Accurate modeling of protein–peptide interactions is essential for understanding fundamental biological processes and designing peptide-based drugs. However, predicting the complex structures of these interactions remains challenging, primarily due to the high conformational flexibility of peptides. To support a fair and systematic evaluation of recent deep learning (DL) approaches, we introduce PepPCBench, a benchmarking framework tailored to assess protein folding neural networks (PFNNs) in protein–peptide complex prediction. As part of this framework, we curated PepPCSet, a data set of 261 experimentally resolved complexes with peptides ranging from 5 to 30 residues. We benchmark five full-atom PFNNs, including AlphaFold3 (AF3), AlphaFold-Multimer (AFM), Chai-1, HelixFold3 (HF3), and RoseTTAFold-All-Atom (RFAA), using comprehensive evaluation metrics. Our benchmarking reveals meaningful performance differences among these methods and highlights the influence of peptide length, conformational flexibility, and training set similarity on prediction accuracy.

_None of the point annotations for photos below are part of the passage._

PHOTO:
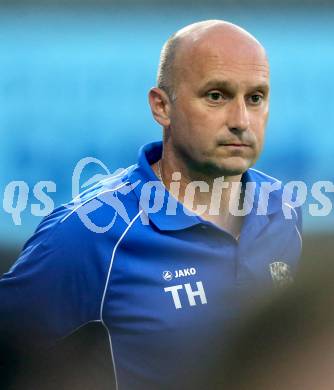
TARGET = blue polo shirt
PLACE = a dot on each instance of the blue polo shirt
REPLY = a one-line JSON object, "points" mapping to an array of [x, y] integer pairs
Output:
{"points": [[167, 285]]}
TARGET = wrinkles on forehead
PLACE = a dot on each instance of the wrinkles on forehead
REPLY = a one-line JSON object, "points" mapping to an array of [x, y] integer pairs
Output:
{"points": [[222, 47]]}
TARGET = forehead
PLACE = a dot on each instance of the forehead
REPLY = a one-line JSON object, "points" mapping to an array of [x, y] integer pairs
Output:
{"points": [[223, 59]]}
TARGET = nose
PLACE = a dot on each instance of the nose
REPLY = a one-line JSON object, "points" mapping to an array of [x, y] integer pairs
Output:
{"points": [[237, 116]]}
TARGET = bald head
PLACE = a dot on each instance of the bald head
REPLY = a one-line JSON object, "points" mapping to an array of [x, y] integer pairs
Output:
{"points": [[198, 39]]}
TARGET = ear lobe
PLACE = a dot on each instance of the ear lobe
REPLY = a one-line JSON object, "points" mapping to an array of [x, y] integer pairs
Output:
{"points": [[160, 106]]}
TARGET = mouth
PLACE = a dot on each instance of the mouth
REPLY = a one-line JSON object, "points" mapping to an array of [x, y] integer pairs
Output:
{"points": [[235, 145]]}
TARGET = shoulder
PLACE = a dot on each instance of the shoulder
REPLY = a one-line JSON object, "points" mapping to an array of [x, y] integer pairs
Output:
{"points": [[277, 197], [261, 177], [97, 216]]}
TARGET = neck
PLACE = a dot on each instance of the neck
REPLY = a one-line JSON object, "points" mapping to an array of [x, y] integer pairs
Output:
{"points": [[207, 195]]}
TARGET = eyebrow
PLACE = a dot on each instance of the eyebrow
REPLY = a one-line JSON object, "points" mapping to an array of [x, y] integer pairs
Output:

While AF3 shows strong performance in structure prediction, further analysis indicates that confidence metrics correlate poorly with experimental binding affinities, underscoring the need for improved scoring strategies and generalizability. By providing a reproducible and extensible framework, PepPCBench enables a robust evaluation of PFNN-based methods and supports their continued development for peptide–protein structure prediction.